Shiran has been a volunteer with the TEALS program, a Microsoft Philanthropies program that connects classroom teachers with tech-industry volunteers to create sustainable CS programs, for the past 3 years.”
We present our solution for building an AI Architecture that provides engineering teams the ability to leverage data to drive insight and help our customers solve their problems. We started with siloed data, entities that were described differently by each product, different formats, complicated security and access schemes, data spread over numerous locations and systems. We discuss how we created a Delta Lake to bring this data together, instrumenting data ingestion from the various external data sources, setting up legal and security protocols for accessing the Delta Lake, and go into detail about our method of making all the data conformed into a Common Data Model using a metadata driven pipeline.

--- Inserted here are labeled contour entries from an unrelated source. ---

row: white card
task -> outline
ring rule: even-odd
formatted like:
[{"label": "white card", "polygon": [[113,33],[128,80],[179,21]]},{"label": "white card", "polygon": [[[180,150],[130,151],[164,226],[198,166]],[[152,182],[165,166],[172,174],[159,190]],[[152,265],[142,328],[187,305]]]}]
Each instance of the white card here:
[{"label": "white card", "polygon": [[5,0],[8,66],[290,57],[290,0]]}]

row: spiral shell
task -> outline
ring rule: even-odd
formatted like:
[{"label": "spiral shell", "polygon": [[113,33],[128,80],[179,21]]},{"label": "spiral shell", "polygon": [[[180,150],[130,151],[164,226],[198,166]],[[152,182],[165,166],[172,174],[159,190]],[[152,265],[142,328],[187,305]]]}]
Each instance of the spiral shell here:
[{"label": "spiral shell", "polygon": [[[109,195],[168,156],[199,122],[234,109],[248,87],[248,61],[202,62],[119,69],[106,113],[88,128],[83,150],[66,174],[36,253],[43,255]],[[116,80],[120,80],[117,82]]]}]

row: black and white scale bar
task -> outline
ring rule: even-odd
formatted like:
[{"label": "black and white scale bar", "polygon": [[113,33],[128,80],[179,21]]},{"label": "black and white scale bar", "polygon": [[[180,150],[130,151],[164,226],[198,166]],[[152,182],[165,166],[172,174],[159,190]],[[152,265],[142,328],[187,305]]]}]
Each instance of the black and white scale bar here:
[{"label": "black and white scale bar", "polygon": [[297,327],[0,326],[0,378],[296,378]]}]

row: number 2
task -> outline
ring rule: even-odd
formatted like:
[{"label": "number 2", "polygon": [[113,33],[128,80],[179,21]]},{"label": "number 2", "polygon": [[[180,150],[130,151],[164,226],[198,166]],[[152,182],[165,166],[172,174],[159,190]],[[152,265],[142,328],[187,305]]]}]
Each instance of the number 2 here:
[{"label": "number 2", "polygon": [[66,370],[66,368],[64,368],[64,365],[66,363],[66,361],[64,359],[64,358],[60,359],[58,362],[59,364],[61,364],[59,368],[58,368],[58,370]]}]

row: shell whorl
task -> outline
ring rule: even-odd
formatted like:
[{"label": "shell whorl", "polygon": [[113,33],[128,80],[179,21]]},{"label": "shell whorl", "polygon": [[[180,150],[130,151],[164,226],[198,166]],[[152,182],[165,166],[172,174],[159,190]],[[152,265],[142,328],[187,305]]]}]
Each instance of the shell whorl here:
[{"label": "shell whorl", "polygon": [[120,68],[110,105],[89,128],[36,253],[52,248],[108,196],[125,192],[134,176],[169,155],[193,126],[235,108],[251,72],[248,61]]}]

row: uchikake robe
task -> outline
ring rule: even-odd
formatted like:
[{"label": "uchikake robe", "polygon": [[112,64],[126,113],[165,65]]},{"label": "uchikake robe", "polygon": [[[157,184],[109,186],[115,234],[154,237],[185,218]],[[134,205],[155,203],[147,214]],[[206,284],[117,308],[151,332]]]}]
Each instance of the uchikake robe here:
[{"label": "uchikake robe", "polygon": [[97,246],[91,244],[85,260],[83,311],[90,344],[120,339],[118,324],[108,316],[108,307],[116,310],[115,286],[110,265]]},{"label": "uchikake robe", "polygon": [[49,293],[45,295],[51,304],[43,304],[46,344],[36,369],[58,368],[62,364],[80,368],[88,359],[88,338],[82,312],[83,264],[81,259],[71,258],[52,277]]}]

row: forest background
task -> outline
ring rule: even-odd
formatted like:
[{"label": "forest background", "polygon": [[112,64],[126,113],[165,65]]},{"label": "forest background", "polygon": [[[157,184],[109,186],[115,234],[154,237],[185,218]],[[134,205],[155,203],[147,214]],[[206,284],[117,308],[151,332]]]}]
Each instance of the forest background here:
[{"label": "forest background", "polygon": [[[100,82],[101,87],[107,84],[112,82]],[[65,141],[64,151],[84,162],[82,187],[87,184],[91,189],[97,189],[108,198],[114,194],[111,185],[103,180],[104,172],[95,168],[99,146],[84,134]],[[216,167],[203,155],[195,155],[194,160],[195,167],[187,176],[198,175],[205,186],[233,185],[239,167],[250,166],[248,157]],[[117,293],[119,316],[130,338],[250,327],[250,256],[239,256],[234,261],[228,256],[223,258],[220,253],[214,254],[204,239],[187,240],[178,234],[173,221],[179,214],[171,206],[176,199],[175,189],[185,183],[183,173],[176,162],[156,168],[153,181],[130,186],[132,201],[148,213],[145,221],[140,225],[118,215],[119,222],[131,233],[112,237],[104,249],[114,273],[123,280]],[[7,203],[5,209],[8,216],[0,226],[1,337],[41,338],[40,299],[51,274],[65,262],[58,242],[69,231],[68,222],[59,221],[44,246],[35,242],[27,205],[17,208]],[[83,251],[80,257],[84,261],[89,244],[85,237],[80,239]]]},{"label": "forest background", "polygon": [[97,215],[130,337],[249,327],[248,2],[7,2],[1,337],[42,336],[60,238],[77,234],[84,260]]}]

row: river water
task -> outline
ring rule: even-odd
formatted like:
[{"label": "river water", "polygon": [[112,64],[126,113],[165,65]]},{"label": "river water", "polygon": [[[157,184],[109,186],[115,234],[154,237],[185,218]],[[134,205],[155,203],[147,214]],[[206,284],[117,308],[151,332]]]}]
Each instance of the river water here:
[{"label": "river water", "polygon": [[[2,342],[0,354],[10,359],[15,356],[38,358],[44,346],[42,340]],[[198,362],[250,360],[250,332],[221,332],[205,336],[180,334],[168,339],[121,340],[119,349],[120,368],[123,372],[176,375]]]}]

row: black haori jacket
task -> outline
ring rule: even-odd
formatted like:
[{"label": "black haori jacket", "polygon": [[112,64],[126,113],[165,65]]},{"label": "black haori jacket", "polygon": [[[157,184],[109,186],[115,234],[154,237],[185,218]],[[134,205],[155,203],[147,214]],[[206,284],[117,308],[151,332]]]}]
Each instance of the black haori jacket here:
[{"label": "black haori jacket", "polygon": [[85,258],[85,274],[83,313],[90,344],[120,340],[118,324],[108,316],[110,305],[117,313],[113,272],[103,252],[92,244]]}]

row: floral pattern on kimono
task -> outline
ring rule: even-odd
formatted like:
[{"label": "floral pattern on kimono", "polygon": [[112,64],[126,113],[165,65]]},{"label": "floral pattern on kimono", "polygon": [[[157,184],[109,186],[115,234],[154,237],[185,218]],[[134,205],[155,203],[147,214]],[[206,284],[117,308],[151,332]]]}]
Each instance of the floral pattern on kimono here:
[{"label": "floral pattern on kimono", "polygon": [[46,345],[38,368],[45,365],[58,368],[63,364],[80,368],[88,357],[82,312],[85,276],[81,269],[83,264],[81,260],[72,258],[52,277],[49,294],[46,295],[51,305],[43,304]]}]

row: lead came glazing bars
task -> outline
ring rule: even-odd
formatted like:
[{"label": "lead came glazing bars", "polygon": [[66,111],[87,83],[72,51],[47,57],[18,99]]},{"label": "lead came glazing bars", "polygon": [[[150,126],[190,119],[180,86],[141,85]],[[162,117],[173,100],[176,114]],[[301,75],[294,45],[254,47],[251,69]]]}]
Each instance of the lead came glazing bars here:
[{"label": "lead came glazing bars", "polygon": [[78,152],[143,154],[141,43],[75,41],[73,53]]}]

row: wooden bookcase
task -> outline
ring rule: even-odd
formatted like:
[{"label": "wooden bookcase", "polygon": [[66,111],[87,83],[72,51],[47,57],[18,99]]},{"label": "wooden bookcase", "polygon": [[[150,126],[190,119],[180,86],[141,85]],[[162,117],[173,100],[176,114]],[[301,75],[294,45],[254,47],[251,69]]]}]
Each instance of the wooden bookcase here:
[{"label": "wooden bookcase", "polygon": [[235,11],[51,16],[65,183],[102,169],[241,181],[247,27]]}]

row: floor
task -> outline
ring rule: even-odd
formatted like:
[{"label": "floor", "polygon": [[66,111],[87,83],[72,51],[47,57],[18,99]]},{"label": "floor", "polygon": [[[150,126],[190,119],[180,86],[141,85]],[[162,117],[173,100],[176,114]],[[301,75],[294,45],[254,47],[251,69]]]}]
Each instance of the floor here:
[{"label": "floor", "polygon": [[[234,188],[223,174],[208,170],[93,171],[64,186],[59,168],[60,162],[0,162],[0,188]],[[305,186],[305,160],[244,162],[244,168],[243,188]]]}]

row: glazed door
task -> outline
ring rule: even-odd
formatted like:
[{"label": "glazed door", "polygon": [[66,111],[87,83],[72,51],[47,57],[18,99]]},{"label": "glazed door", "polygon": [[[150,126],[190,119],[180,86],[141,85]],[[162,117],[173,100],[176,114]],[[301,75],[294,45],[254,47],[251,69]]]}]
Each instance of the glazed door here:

This metadata driven pipeline or Configuration Driven Pipeline (CDP) uses Spark Structured Streaming to take change events from the ingested data, references a Data Catalog Service to obtain mapping and the transformations required to push this conformed data into the Common Data Model. The pipeline uses extensive Spark API to perform the numerous types of transformations required to take these change events as they come in and UPSERT into a Delta CDM. This model can take any set of relational databases (1000s in our case), and transform them into a big data format (Delta Lake/parquet) CDM in a scalable, performant way all from metadata. It can then perform schema-on-read to project from this CDM into any requested destination location (database, filesystem, stream, etc). This provides the ability for Data Scientists to request data by specifying metadata, and the pipeline will automatically run producing the schema they require with all data types conformed to a standard value and depositing it to their specified destination.